The danger posed by Russia's inadequately secured stocks of nuclear weapons and fissile material is a major national security concern for the United States. Various cooperative U.S.- Russian programs aimed at securing nuclear material, weapons, and design intelligence have been mounted since the 1990s, but clever and determined adversaries may be able to circumvent or defeat the defenses that the United States and its partners are attempting to put in place. U.S. programs are by their nature reactive: they have long time horizons; they focus preeminently on the supply side of the problem; and they face serious technological limitations. Russia's imperfect commitment to nonproliferation also undermines the effectiveness of U.S. nonproliferation efforts.

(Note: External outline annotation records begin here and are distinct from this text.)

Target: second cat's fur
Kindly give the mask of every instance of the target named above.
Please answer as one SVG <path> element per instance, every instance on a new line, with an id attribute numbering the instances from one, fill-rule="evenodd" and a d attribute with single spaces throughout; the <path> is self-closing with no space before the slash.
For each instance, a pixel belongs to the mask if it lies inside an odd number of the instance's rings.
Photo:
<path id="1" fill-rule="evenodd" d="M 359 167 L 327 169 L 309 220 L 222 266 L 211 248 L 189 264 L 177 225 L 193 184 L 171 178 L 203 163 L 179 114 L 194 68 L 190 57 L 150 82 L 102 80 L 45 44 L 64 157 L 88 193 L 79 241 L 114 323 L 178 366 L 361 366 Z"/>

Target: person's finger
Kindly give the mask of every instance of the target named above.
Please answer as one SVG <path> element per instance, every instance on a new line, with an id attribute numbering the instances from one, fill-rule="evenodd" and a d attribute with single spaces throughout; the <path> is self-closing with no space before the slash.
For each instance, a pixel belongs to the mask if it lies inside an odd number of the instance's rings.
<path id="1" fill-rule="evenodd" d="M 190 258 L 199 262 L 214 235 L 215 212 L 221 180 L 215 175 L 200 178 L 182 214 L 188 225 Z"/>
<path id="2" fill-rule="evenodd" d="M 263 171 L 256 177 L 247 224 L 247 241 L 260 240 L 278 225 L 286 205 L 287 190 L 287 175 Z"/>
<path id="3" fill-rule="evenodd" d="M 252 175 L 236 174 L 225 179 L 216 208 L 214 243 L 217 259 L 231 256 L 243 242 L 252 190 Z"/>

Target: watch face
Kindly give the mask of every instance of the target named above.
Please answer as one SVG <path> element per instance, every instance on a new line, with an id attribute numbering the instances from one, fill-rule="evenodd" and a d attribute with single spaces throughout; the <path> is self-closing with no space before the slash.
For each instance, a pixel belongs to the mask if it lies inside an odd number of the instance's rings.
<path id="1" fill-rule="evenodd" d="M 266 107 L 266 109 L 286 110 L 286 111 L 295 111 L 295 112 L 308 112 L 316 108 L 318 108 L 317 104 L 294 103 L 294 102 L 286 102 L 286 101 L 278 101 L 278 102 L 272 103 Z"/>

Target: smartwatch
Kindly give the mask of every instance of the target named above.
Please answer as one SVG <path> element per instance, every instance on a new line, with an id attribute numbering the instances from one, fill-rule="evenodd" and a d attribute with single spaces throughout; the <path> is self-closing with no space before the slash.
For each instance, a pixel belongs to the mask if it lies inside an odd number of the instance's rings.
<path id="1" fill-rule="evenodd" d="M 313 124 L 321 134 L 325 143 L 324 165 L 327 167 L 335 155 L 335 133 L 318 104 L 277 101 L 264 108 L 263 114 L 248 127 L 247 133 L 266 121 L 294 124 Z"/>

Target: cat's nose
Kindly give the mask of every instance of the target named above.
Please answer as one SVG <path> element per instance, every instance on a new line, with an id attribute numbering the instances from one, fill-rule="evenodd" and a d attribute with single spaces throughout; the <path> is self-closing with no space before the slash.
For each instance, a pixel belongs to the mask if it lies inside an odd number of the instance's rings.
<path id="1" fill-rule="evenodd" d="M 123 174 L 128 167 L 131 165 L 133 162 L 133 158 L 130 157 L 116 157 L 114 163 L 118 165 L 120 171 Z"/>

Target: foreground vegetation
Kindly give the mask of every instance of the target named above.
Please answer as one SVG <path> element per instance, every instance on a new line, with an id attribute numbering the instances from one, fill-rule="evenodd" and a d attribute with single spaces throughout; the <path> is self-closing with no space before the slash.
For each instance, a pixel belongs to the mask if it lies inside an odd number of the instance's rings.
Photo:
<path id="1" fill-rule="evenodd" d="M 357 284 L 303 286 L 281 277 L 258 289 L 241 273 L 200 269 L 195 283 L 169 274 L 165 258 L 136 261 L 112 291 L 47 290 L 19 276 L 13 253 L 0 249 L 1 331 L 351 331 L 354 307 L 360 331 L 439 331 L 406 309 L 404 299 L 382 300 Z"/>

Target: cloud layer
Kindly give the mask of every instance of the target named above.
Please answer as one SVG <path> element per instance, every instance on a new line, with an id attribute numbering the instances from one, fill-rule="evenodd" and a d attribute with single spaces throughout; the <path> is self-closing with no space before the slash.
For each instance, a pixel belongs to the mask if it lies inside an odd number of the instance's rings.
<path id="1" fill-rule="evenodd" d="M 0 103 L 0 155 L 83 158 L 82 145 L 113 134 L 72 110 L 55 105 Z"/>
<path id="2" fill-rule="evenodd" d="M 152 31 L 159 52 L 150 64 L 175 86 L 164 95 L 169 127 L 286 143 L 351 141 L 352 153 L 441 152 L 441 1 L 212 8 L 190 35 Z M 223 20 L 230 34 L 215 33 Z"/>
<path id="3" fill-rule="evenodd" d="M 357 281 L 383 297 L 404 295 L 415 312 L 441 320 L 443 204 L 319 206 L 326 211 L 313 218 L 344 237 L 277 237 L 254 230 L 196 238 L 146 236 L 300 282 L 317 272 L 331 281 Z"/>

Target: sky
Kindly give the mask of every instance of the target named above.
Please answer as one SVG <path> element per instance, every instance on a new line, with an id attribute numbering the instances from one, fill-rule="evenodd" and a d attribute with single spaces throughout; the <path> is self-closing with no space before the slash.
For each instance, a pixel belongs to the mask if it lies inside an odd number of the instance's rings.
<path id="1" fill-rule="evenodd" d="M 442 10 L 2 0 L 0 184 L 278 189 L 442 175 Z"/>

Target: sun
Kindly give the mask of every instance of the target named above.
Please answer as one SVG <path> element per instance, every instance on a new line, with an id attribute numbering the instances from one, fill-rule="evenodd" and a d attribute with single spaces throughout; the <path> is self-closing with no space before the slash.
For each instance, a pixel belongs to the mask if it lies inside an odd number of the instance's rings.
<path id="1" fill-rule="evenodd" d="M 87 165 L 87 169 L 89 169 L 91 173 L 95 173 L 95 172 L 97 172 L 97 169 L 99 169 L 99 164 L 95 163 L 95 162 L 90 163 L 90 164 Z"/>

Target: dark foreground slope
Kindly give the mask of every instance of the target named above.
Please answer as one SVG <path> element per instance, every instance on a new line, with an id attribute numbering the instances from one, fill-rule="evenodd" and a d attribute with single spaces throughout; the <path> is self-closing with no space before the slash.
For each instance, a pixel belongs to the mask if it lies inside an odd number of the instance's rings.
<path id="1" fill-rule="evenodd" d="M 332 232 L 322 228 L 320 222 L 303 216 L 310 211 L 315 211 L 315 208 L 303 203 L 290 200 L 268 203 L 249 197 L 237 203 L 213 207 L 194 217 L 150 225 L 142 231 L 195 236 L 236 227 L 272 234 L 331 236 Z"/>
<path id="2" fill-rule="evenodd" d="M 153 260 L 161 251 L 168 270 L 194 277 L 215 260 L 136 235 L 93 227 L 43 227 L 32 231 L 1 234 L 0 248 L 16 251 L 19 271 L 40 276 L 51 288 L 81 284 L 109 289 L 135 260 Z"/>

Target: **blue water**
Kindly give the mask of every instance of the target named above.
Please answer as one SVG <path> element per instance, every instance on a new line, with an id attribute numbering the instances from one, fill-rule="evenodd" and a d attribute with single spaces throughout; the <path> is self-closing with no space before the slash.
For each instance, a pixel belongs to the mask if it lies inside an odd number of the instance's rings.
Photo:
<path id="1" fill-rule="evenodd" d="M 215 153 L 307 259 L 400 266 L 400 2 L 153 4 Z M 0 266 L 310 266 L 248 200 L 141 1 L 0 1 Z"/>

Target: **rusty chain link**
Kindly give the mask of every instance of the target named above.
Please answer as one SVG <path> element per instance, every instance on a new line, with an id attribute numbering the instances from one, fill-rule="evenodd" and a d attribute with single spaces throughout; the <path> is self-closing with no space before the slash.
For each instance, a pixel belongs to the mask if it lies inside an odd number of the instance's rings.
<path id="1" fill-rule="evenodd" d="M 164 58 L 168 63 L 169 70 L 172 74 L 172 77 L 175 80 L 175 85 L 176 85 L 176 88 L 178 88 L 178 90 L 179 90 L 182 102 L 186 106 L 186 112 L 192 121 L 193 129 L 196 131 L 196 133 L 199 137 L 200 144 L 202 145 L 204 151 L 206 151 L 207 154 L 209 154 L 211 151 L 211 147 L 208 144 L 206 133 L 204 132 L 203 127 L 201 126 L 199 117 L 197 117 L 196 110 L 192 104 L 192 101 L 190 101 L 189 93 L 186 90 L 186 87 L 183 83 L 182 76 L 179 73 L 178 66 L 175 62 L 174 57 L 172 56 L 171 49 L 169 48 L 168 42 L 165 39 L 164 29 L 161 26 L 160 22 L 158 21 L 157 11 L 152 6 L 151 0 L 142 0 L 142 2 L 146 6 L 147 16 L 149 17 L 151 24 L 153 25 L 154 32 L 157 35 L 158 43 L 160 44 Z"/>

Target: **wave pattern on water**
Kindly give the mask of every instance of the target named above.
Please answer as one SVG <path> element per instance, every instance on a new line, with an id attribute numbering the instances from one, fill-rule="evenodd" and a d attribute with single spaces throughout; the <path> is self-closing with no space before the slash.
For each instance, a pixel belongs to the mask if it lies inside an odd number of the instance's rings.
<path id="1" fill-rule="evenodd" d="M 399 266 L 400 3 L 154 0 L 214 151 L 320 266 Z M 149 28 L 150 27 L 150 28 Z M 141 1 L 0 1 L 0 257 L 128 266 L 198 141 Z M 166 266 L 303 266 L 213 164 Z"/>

There are no easy ways to close the nuclear proliferation window. A proactive and intelligence- based nuclear security policy, one that complements existing programs while enabling authorities to do a better job of targeting and preventing proliferation damage, is needed to counter this threat. Various measures to strengthen nuclear security policy could include the use of "vulnerability profiles" of each Russian facility that handles weapons-usable nuclear materials and better collaboration with Russian and other former Soviet security organizations. A comprehensive nuclear security strategy must also focus more attention and resources on the demand side of the proliferation equation. The United States cannot conduct nonproliferation work effectively without reference to adversaries' programs for weapons of mass destruction and procurement aims. Ideally, U.S. policy should embrace the concept of demand reduction—influencing the motivations of adversary states and subnational groups so as to prevent the spread of nuclear weapons capability.